The chairmen of Italy’s two biggest banks played down risks that a landslide victory by a right-wing coalition will spark market turmoil.
(Bloomberg) — The chairmen of Italy’s two biggest banks played down risks that a landslide victory by a right-wing coalition will spark market turmoil.
“It seems to me that a sense of responsibility from political parties of both sides is spreading, and therefore whoever wins will take into account the fragility of public finances in addressing Italy’s resources,” Pier Carlo Padoan, chairman of UniCredit SpA, said in an interview late Friday at the Ambrosetti Forum in Cernobbio, Italy.
His Intesa Sanpaolo SpA counterpart, Gian Maria Gros-Pietro, told Bloomberg News that election concerns need to be “downplayed,” adding that the bank will ask whoever is elected to implement the European Union’s recovery plan. Both executives ruled out that the outcome of the vote may add pressure on Italian lenders, which are already facing a fraught economic environment and geopolitical instability.
Italy is holding elections on Sept. 25 after the collapse of Mario Draghi’s ruling alliance. A right-wing coalition — led by Giorgia Meloni’s Brothers of Italy and including Matteo Salvini’s League party and former premier Silvio Berlusconi’s Forza Italia — is leading in the polls.

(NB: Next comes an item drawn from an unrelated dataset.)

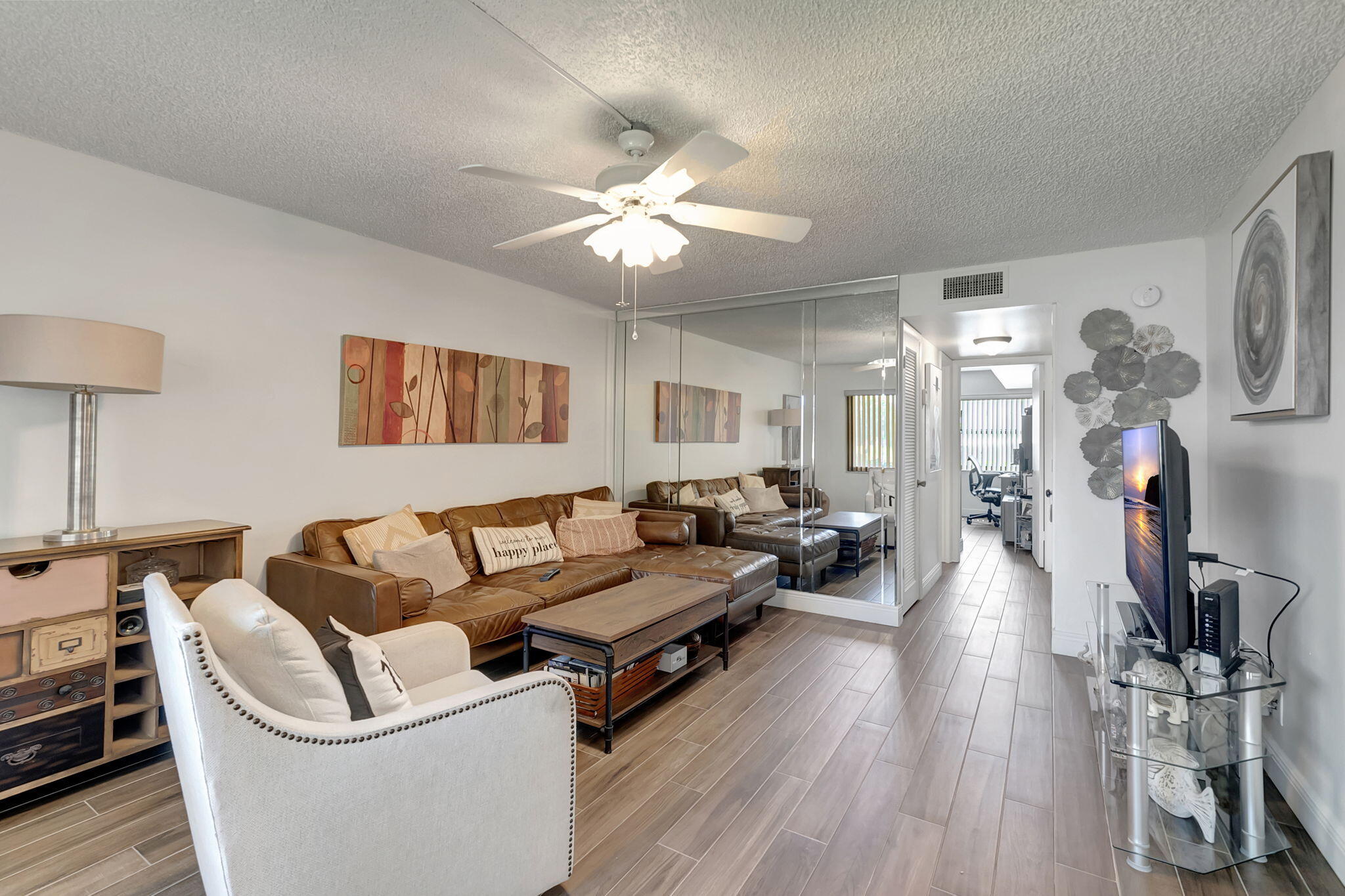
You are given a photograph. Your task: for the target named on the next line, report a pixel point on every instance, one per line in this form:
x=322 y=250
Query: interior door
x=908 y=471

Some analysts have warned that campaign promises of deficit spending and nationalist policies might unsettle markets.
“The adverse scenario for markets could be if the right-wing coalition gets more than two thirds of the votes as this would allow for a high degree of freedom, including changes to the constitution,” analysts at UniCredit said in a note Sept. 2. Still, they highlighted volatility spikes in the run-up to elections have significantly diminished as the right-wing coalition has pledged to stick with European guidelines.
Meloni, who may become Italy’s first woman premier, has vowed to maintain the course set by Draghi on support for Ukraine and fiscal discipline. In an attempt to shore up her credibility on public finances, she even pushed back against Salvini’s call for more deficit spending to stimulate the economy.
Italian banks are considered vulnerable to market tensions and rising government bond yields because of their exposure to the country’s debt.
“Given the uncertainties generated by the September elections, and the perception of an economy more exposed to external shocks, we believe that Italian banks will struggle to outperform EU peers in the near future,” Giovanni Razzoli, an analyst at Deutsche Bank AG, said.
What Bloomberg Analysts Say…
“Intesa and UniCredit’s five-year senior CDS spreads may keep tracking Italy sovereign CDS wider, given the many risks ahead… Spreads may go wider still — political risk In Italy is growing, the country’s Russian gas dependency is high and ECB bond buying has ended.”
–Jeroen Julius and Huw Worthington. For the full report, click here
The FTSE Italia All-Share Banks Index is down 23% this year, underperforming the Stoxx 600 Banks Index, which has dropped 13%. The extra yield investors demand to hold Italian 10-year notes over German debt is 31 basis points higher since July 19 — the day before Draghi announced his resignation.
The appointment of market-friendly, “highly-regarded” ministers, as previously indicated by Meloni, will change the risk perception for Italy, according to Francesco Castelli, head of fixed income at Banor Capital. “The Treasury is likely to continue his current policies.”